Across the organisation, he said he can frame the context of its customers in 52 different ways. “When I start talking about the ‘generic customer’, and creating a single customer view, we need to be able to frame that correctly for whoever is viewing it internally.”
The rollout of the Heart Attack Survivor Support (HASS) project is another big focus for Riddle. “This is a major piece of work we are focusing on. From a technology perspective, we are blending what was traditionally hard copy books and information handed across to heart attack survivors as they are recovering, but also introducing it online.”
Prior to joining the Heart Foundation in April 2016, Riddle was the general manager of marketing information systems for BIG4 Holiday Parks of Australia. He was responsible for advice and direction on effective use of technology including the adoption of web, social media and a reservations system.
During his time at BIG4, he worked on five key tech projects. For example, he planned, built and delivered on time and in budget BIG4’s new Loyalty program, whose members generate approximately $60 million of yearly revenue direct to parks.
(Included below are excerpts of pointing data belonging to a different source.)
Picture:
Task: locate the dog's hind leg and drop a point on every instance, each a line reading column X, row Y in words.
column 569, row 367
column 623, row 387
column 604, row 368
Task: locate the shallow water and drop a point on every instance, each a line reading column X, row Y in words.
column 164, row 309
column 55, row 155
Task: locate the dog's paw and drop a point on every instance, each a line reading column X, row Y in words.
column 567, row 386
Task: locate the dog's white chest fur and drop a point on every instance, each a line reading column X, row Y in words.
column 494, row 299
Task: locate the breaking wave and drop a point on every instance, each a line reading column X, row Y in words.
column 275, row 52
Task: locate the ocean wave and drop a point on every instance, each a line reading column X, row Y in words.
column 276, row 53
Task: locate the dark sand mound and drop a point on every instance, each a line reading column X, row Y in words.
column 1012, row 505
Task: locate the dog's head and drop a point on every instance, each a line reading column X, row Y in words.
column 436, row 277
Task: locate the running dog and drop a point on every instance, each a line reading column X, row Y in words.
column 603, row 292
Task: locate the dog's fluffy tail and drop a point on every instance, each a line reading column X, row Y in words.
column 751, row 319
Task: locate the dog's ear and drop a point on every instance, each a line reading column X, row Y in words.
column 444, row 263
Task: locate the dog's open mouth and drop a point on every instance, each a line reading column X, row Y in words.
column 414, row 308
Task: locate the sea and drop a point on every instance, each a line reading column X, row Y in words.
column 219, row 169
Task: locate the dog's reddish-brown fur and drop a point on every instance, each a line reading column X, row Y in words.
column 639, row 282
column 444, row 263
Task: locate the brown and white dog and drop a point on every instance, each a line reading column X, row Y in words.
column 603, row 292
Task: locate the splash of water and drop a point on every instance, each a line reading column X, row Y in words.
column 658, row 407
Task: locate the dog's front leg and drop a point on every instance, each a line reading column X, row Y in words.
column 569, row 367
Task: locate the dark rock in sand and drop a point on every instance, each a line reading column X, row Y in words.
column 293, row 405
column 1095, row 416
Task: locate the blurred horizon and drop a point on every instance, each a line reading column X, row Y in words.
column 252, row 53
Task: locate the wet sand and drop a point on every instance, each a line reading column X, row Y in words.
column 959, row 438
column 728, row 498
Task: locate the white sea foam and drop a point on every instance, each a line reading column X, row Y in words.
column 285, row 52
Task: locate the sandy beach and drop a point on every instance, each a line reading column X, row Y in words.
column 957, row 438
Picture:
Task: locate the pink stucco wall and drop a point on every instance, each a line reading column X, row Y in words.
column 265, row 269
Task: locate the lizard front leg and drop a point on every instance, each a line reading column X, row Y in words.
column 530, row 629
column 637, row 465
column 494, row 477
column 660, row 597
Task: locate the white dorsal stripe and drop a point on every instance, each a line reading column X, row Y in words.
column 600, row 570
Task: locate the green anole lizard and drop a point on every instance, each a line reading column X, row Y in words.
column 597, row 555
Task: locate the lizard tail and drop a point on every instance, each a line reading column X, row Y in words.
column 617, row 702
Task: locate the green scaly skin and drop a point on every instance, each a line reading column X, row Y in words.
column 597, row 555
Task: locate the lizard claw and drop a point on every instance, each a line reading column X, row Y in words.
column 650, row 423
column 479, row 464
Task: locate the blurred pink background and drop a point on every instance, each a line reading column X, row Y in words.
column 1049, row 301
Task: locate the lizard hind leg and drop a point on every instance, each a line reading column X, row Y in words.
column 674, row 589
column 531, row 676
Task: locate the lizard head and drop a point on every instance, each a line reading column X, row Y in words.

Prior to BIG4, he was the general manager of IT for The Warranty Group, where he designed and led the project to develop AON Warranty’s proprietary phone sales recording and training from concept to the marketplace, creating a return on investment in 9 months.
Fighting the good fight
Riddle said he’s excited to take on the newly created CIO role, and blending his technology and strategic work with the implementation of the company’s objectives. “I took the role because I see so many opportunities associated with the good work that’s being done. Every 27 minutes someone dies from a heart attack across Australia. So we’re fighting the good fight and it is great to be able to be part of that.”
He recognises the main challenges in the role. “We have gone very much from worrying about keeping the lights on to how we engage with the business. From a technology point of view, our role and our mandate is to ensure that we are engaging with the business, and we are delivering what they need to be able to deliver their objectives.”
Before he joined 11 months ago, he said the foundation outsourced all of its internal helpdesk and support as part of its newly created strategy. “So the mandate for us, in the IT department, is to be a business enabler.”